A former sports nutrition professor at Drexel and registered dietitian who represents the Mid-Atlantic Dairy Association, Zanecosky used to get funny looks when she trumpeted the recovery benefits of chocolate milk.
“There seems to be this disconnect: If it tastes good it can’t be good for me,” Zanecosky said. “Chocolate milk is the one delicious thing that all of us can have no guilt about because it’s doing the body this wonderful good.”
After a long race, Zanecosky said, runners need carbohydrates and protein in roughly a 3 to 1 ratio. Chocolate milk provides that naturally, along with the necessary fluids and electrolytes.

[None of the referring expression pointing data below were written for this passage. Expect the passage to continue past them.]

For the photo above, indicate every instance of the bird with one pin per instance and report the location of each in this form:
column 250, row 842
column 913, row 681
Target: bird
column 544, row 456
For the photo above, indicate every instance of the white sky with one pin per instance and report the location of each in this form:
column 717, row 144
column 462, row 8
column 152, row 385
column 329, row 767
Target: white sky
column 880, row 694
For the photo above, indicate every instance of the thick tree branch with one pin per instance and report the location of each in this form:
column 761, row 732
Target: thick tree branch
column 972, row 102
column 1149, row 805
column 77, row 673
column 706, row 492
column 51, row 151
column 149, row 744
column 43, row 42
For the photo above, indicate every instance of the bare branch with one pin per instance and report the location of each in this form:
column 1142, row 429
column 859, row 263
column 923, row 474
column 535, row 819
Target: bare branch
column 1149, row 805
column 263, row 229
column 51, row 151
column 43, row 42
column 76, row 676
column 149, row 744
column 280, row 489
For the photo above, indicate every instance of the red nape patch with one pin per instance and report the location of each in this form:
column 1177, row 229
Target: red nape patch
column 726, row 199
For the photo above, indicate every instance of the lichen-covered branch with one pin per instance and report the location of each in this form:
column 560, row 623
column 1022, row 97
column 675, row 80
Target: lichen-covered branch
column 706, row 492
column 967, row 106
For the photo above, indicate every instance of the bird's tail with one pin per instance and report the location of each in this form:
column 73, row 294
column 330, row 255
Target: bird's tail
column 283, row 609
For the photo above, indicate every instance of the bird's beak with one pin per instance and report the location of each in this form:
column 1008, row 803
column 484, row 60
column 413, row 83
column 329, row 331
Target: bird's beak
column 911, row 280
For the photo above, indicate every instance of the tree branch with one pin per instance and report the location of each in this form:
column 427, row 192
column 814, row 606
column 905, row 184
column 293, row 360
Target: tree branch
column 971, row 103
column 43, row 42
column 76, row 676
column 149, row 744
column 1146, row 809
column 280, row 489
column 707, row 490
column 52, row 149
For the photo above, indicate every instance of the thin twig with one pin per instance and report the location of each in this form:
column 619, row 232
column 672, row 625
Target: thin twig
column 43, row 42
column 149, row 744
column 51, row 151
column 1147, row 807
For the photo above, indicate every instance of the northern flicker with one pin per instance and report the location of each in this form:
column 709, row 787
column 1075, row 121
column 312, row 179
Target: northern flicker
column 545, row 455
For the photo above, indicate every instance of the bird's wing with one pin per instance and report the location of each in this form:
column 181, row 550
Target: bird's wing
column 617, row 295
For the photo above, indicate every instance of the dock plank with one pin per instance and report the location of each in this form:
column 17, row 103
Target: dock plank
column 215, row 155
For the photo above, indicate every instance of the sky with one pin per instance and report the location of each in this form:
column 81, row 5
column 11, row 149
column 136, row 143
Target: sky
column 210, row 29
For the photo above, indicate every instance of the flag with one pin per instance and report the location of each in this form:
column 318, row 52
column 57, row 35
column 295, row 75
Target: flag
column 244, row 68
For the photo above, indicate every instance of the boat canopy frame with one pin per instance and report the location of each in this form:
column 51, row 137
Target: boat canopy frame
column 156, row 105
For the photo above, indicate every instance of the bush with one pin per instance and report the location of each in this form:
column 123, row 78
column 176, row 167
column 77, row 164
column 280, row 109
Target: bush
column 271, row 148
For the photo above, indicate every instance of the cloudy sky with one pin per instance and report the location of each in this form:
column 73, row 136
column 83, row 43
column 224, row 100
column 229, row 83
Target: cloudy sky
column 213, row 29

Zanecosky said the trend toward chocolate milk began in the cycling community and migrated to running.
All that would have been news to Zanecosky back in the 1980s and ’90s when she participated in about 10 Philadelphia Distance Runs. At the time, Zanecosky typified the competitive element of the running circuit. Her best marathon time is 3 hours, 5 minutes, and she completed the Boston Marathon.
Zanecosky said the first 30 minutes to two hours after the race is the most important time to refuel. She suggests ditching the traditional, carb-heavy pancake breakfast for a meal balanced between carbs and protein, like cereal in milk with yogurt and fruit.
And of course, she has an idea about what to drink: “We’ve got exactly what you need.”